La directive de l’Union Européenne (ci-après « UE ») du 3 avril 2014 relative à la fabrication, de présentation et de vente des produits du tabac et des produits connexes incite, dans son préambule, à normaliser les conditionnements des produits du tabac sous réserve du respect des règles européennes et de l’OMC. L’idée d’imposer un tel emballage avait cependant été rejetée lors des négociations.
Certains gouvernements européens comme l’Irlande, l’Angleterre ou la France sont actuellement en négociation afin d’adopter des mesures similaires. Cependant face à l’annonce d’une adoption imminente en Irlande, le Portugal, la Slovaquie et la Bulgarie se sont opposés à cette mesure.
Le conditionnement est le dernier rempart marketing des entreprises fabricantes de cigarettes leur permettant de promouvoir leurs produits et ce depuis les interdictions successives de publicité et l’imposition des bandeaux d’information des dangers du tabac pour la santé.
Les impératifs de santé publique sont fondamentaux et tant les accords ADPIC que le droit de l’UE permettent aux États de prévoir des exceptions limitées aux droits de marques en invoquant cet impératif.

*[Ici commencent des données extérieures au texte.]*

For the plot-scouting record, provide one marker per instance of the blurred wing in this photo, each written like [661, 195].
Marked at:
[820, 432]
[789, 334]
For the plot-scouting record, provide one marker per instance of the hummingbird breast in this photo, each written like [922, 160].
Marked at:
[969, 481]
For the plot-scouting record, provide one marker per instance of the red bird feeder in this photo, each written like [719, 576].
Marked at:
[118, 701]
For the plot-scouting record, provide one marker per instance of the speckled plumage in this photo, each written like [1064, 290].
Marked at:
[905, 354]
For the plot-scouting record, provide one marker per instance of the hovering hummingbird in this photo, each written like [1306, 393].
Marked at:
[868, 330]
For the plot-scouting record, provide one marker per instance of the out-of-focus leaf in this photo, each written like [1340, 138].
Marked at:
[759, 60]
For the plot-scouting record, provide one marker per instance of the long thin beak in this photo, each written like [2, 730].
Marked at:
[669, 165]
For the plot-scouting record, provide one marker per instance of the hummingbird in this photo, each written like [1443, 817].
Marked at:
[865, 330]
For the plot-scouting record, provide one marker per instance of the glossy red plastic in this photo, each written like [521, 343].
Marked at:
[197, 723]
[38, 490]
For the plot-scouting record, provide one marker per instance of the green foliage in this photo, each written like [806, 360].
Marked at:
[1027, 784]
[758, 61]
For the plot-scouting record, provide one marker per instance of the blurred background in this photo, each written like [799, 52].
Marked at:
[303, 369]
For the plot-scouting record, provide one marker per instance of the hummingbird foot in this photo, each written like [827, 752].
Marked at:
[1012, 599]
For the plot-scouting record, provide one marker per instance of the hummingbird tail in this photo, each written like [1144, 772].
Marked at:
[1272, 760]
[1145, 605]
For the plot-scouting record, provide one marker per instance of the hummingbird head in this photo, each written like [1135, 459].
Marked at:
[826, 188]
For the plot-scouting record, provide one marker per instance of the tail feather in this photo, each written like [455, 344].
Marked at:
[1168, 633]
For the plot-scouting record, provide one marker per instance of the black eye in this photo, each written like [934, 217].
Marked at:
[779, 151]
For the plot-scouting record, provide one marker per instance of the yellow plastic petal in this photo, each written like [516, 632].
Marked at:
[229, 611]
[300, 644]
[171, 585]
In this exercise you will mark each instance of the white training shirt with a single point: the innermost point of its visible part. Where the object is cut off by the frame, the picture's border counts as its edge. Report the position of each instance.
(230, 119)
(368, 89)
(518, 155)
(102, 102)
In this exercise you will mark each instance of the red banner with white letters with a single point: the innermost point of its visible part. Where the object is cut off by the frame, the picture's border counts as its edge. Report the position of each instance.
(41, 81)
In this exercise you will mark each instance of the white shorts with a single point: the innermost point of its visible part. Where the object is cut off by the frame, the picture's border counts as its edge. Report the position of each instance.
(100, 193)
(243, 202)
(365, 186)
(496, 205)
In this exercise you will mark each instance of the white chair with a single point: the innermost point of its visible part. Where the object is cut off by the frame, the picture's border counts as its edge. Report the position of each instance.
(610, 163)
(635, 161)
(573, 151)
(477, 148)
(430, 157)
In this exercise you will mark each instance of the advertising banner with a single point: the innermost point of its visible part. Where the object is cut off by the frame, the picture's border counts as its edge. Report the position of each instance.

Or, en vertu du droit de marques, les entreprises sont habilitées à protéger leurs signes distinctifs ce qui représente une certaine valeur patrimoniale ajoutée.
L’imposition d’un emballage neutre irait au delà d’une simple exception au droit de marque. En effet, le règlement sur les marques communautaires ainsi que les droits nationaux de marques prévoient une obligation d’usage de la marque. Or, l’interdiction d’apposer sur l’emballage la marque aurait pour effet d’empêcher tout usage de celle-ci ce qui conduirait de fait à sa déchéance. Il s’agit ainsi d’une véritable privation de propriété.
Par ailleurs, les fonctions de distinctivité et de garantie d’origine de la marque qui permet de différencier les produits de ceux des concurrents ne sauraient dès lors être assurées convenablement.
Si il convient en effet d’offrir au consommateur une information claire et précise, il n’a pas été clairement établi que l’instauration du paquet neutre conduisait, dans les faits, à une diminution de la consommation du tabac (ainsi que l’ont conclu les gouvernements canadien et hollandais). Une telle mesure serait donc susceptible d’aller à l’encontre de l’article 34 du Traité sur le Fonctionnement de l’Union Européenne qui interdit tout mesure ayant un effet équivalent à une restriction quantitative. Certes la protection de la santé publique est un argument invocable par les autorités nationales en vertu de l’article 36 dudit traité mais la mesure échouerait alors devant le test de proportionnalité et de nécessité.
Enfin, les emballages neutres favoriseraient la contrefaçon en rendant plus simple, moins cher et plus difficile à détecter, la copie des paquets ce qui indéniablement risque d’augmenter le marché parallèle de produits du tabac déjà très présent.
Santé publique v. propriété intellectuelle tout est une question de proportionnalité des mesures adoptées.